• Question: why isn't there a cure for cancer?

    Asked by kirsty21 to Ben, Dave, Ed, Sam, Susana on 20 Jun 2013.
    • Photo: Benjamin Hall

      Benjamin Hall answered on 20 Jun 2013:


      Because ‘cancer’ is a word describing a disease that has so many different causes. If cancer was a simple, easy to understand disease we’d have a cure by now, probably.

      But there are so many variable genetic causes and lifestyle determined factors that we may never have a one size fits all cure for cancer.

    • Photo: David Briggs

      David Briggs answered on 20 Jun 2013:


      Because there are thousands of different types of cancer, each with a different cause. Because of all the different causes, there will never be a single pill that will cure all cancers. What we can do it try to understand the most common ones and learn how to treat them.

    • Photo: Sam Horrell

      Sam Horrell answered on 20 Jun 2013:


      The main problem is that every cancer is really different to the other. Even 2 cases of, for example, lung cancer can have completely different causes. Keeping with lung cancer as an example, someone who smokes a pack of cigarettes a day can get lung cancer but so can someone who has never smoked in their life. The risk for the non smoker is greatly decreased but it still can happen.

      It normally comes down to a mutations making a protein not work the way it should, the big problem in cancer is that for every cancer there are lots of proteins that can go wrong and give the same result. This makes it really difficult to make a magic bullet type cure.

    • Photo: Susana Teixeira

      Susana Teixeira answered on 20 Jun 2013:


      Cancer is always caused by an abnormal division of what would otherwise be normal cells. It can develop due to a variety of causes and in different parts of an organism, progressing or not at different rates.
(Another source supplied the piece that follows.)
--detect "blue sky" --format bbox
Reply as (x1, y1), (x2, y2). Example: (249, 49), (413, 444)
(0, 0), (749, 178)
Its effects are also different depending on what functions are affected.
      To find a cure for cancer, however, we need to “attack” a cell that belongs to the organism. Whatever you use to try to kill it, is likely to also kill other cells in your body. So unless you can surgically remove all cancer cells, other types of treatment tend to have limited efficiency because they destroy normal cells too. Some treatments do work though!